Are you like millions of Americans who swore to tell their bank to take a hike? Well, I'm one who actually did it.
My 2012 resolutions have to do with fighting back for bad service and overzealous fees. I'm not alone in my frustration over these issues. About 30 percent of U.S. consumers said they'd leave their banks over fees for using their debit cards, according to a fall 2011 survey by the Research Intelligence Group. And Bankrate's March 2011 Financial Security Index found 64 percent of Americans would consider bolting from their bank if slapped with new checking account fees.
I started with my bank. I'm one of the Regions Bank account holders who got charged the $5 debit fee on four accounts. Before they rescinded the fees, I closed two of the accounts and switched banks to our local credit union. One was my teenager's account. Why should a teenager be charged a $5 fee? That accounts for almost one hour of taking orders and handing over food at McDonald's, which is her part-time minimum-wage job.
But the switch is not official until I've had my direct deposits and bill payments transferred over to the new accounts, so that's the order of business for this week. And even though Regions Bank (among other banks) dropped the fees, I'm switching on principal. Verizon recently tried a similar tactic and instituted a $2 online payment fee. Just like most banks dropped their fees, Verizon quickly dropped the plan because of consumer outcry.
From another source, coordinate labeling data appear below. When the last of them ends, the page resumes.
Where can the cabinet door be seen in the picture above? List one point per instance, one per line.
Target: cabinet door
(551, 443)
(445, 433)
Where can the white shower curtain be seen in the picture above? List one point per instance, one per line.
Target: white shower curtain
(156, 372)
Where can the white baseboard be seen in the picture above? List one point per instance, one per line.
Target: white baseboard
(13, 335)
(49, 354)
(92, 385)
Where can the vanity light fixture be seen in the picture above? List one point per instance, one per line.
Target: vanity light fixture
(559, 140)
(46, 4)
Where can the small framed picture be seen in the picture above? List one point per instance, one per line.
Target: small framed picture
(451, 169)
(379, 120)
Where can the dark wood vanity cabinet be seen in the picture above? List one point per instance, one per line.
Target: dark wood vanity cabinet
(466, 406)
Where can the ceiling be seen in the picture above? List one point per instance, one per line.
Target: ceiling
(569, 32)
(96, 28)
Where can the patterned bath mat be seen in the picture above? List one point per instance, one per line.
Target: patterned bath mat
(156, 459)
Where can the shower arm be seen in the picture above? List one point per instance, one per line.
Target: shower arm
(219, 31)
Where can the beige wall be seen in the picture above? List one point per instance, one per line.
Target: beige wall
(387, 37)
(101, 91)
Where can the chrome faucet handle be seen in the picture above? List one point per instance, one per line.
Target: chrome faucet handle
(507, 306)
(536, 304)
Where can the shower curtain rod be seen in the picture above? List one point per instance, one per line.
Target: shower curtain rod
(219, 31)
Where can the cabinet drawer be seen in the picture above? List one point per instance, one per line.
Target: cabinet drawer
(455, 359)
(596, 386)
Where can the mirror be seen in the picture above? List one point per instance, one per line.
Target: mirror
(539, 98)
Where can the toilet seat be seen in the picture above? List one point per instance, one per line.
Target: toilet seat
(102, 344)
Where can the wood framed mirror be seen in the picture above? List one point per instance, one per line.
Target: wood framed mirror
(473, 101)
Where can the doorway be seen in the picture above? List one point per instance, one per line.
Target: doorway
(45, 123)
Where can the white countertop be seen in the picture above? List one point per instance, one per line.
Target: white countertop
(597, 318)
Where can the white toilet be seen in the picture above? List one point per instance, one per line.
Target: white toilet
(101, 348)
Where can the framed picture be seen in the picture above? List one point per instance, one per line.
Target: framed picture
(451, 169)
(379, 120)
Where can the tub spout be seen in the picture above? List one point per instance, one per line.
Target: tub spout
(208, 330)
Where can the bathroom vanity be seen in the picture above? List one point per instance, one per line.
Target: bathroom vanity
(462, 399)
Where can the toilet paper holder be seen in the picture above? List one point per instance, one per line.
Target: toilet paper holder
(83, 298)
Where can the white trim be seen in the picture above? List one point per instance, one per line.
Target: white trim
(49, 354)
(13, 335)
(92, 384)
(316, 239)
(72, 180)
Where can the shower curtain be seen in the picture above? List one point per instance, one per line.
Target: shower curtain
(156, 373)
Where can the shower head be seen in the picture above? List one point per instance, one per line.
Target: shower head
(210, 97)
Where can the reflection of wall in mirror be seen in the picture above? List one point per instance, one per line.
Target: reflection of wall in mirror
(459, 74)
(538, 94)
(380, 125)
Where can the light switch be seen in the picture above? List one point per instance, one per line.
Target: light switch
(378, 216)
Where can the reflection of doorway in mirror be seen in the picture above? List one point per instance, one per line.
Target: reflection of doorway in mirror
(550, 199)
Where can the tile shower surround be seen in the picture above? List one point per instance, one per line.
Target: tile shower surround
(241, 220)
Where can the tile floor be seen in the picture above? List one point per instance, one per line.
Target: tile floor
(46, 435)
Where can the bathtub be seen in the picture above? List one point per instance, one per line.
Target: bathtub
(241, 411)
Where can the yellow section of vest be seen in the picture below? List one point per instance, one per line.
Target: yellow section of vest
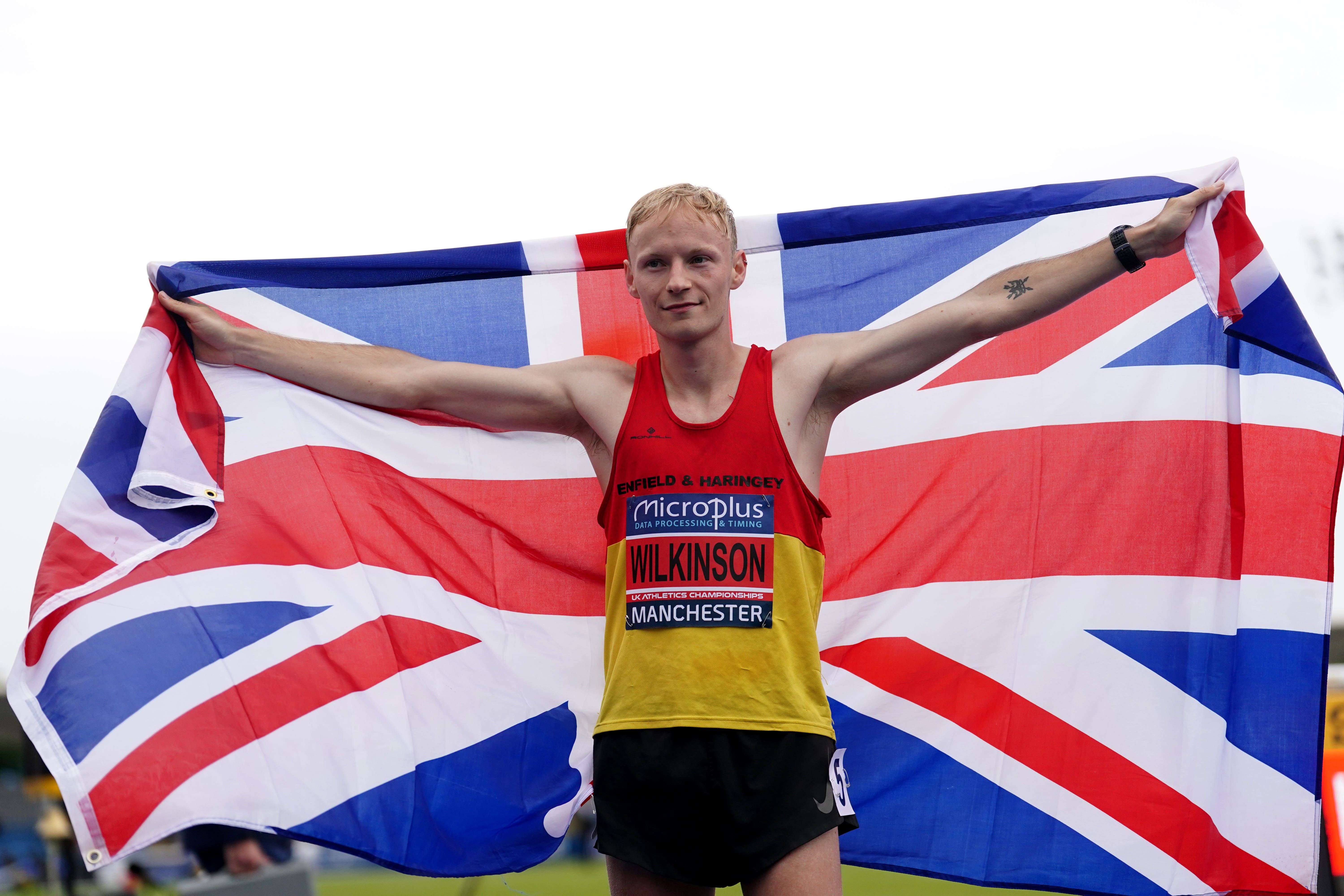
(721, 678)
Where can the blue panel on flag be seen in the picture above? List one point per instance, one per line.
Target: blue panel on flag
(479, 320)
(923, 812)
(101, 682)
(846, 287)
(394, 269)
(1276, 323)
(859, 222)
(110, 461)
(1198, 339)
(1267, 683)
(474, 812)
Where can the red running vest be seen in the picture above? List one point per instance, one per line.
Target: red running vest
(713, 569)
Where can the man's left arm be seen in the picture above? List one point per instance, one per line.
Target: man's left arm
(869, 362)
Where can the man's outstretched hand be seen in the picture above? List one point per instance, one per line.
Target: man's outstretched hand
(1166, 234)
(216, 339)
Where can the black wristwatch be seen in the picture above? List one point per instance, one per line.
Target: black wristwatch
(1124, 252)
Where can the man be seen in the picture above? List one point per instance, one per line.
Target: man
(714, 738)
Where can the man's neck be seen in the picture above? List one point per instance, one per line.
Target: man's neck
(702, 378)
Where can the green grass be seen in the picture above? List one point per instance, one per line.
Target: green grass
(589, 879)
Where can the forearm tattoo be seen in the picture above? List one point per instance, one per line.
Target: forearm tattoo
(1018, 288)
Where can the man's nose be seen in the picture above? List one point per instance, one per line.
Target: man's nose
(681, 280)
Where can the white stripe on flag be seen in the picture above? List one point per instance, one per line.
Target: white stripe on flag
(272, 316)
(275, 416)
(553, 254)
(552, 311)
(759, 304)
(1014, 777)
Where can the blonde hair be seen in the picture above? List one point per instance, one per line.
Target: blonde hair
(702, 201)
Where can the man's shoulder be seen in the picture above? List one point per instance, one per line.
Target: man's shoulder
(804, 354)
(601, 366)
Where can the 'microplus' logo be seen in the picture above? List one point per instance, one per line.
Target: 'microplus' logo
(700, 512)
(700, 561)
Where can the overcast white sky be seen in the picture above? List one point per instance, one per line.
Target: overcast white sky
(185, 131)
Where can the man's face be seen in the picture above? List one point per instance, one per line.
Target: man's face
(682, 269)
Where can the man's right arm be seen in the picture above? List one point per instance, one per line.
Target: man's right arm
(538, 398)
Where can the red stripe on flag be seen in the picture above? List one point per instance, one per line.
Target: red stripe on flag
(67, 562)
(1238, 245)
(1290, 481)
(611, 319)
(1038, 346)
(1068, 757)
(197, 406)
(604, 249)
(256, 707)
(1099, 499)
(528, 546)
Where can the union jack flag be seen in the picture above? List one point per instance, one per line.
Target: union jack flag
(1077, 592)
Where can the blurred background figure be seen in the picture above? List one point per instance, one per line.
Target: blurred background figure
(579, 839)
(240, 851)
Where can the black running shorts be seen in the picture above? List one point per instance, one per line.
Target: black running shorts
(712, 807)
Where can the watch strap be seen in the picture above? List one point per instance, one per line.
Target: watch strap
(1124, 252)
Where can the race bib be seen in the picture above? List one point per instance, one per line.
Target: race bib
(700, 561)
It's a lot more difficult to drop your cellphone carrier due to the exorbitant fees associated with breaking contracts early.
Another way I plan to save money this year is by following all the advice I've been reading about cable. I already "unbundled" and ditched my cable company almost a year ago because of bad picture quality and terrible customer service. I switched to satellite and saved about $30 on the monthly TV service, and I love it.
We also have Netflix for movie streaming through my son's Playstation 3, however, I found my kids gravitating to watching the Netflix TV shows and movies. They were skipping the real TV channels, of which we have more than 120. So I'm ditching my $54-per-month satellite service in favor of getting the antennae (about $50) for the local channels, and I signed up for Hulu Plus for $7.99. During baseball season, I will have to fork over the $119 to MLB.tv for the season subscription. Compared to the $748 yearly satellite TV bill plus Netflix, I figure I will save half of my television-related expenses. All you nonsports fans will save even more.
In another area, I ditched the gym in favor of running with my dogs and doing my favorite yoga tape. This amounts to another $30 per month in savings.
So what services are you ditching to improve your budget, save money or take a stand in 2012?